The NXP 2PD601BRL is a state-of-the-art Bipolar Low VCEsat (Very Low Collector-Emitter Saturation Voltage) Transistor that stands out in the market for its high efficiency and current handling capabilities. This innovative Breakthrough In Small Signal (BISS) transistor is designed to meet the requirements of today's high-performance switching applications and is particularly well-suited for portable devices due to its low power consumption.

Key Features

• Low VCEsat: The transistor has a very low collector-emitter saturation voltage, which results in reduced power loss and improved overall efficiency during operation.
• High Collector Current: With the ability to handle a substantial collector current, the 2PD601BRL is ideal for demanding applications that require a robust current flow.
• Surface-Mounted Device (SMD): The package is designed for surface mounting, which saves valuable space on the PCB and simplifies the manufacturing process.
• High-Speed Switching: The device is optimized for high-speed switching, making it suitable for applications where fast turn-on and turn-off times are critical.
• Low Power Consumption: Its efficient design ensures minimal power consumption, which is essential for battery-operated devices.

Applications

The NXP 2PD601BRL transistor is versatile and can be used in a wide range of applications.

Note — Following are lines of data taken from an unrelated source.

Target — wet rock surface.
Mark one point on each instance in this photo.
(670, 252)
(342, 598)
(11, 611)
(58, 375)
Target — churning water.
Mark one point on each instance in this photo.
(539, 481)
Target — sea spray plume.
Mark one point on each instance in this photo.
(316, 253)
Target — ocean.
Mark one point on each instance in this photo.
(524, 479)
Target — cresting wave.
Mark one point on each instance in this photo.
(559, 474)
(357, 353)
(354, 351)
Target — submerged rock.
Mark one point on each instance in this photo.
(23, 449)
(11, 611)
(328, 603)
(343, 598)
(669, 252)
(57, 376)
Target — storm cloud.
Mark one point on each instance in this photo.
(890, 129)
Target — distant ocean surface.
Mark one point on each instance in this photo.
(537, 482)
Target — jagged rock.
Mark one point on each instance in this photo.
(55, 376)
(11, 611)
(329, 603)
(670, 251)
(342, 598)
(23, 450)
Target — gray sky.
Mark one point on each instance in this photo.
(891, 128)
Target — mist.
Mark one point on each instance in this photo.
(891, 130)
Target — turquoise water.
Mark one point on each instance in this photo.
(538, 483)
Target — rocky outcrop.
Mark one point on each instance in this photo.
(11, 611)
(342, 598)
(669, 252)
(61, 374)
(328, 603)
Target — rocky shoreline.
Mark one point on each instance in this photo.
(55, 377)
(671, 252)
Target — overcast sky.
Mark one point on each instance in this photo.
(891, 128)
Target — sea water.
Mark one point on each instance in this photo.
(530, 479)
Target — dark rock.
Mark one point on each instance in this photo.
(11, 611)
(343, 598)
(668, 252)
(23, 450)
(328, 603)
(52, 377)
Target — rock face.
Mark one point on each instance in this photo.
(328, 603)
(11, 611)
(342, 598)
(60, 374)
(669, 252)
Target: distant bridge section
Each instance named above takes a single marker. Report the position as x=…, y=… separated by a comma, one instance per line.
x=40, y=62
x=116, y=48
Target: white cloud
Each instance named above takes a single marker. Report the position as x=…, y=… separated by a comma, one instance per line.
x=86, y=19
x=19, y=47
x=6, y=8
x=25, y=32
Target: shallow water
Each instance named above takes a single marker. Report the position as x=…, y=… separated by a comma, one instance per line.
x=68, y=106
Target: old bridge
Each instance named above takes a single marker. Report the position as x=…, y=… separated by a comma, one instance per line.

It is particularly effective in:

• Switching regulators
• DC-DC converters
• Power management circuits
• Load switches
• Motor control circuits
• Portable devices

Product Specifications

The 2PD601BRL comes with a set of specifications that make it suitable for high-performance applications:

• Package: SOT23 (TO-236AB)
• Configuration: Single
• Collector-Emitter Voltage VCEO Max: 50 V
• Collector-Base Voltage VCBO: 50 V
• Emitter-Base Voltage VEBO: 5 V
• Continuous Collector Current Ic Max: 1 A
• Power Dissipation Pd: 1.25 W
• DC Current Gain hFE: 100 to 600

With its combination of low VCEsat, high current capability, and fast switching performance, the NXP 2PD601BRL is an excellent choice for designers looking to optimize their power-sensitive applications.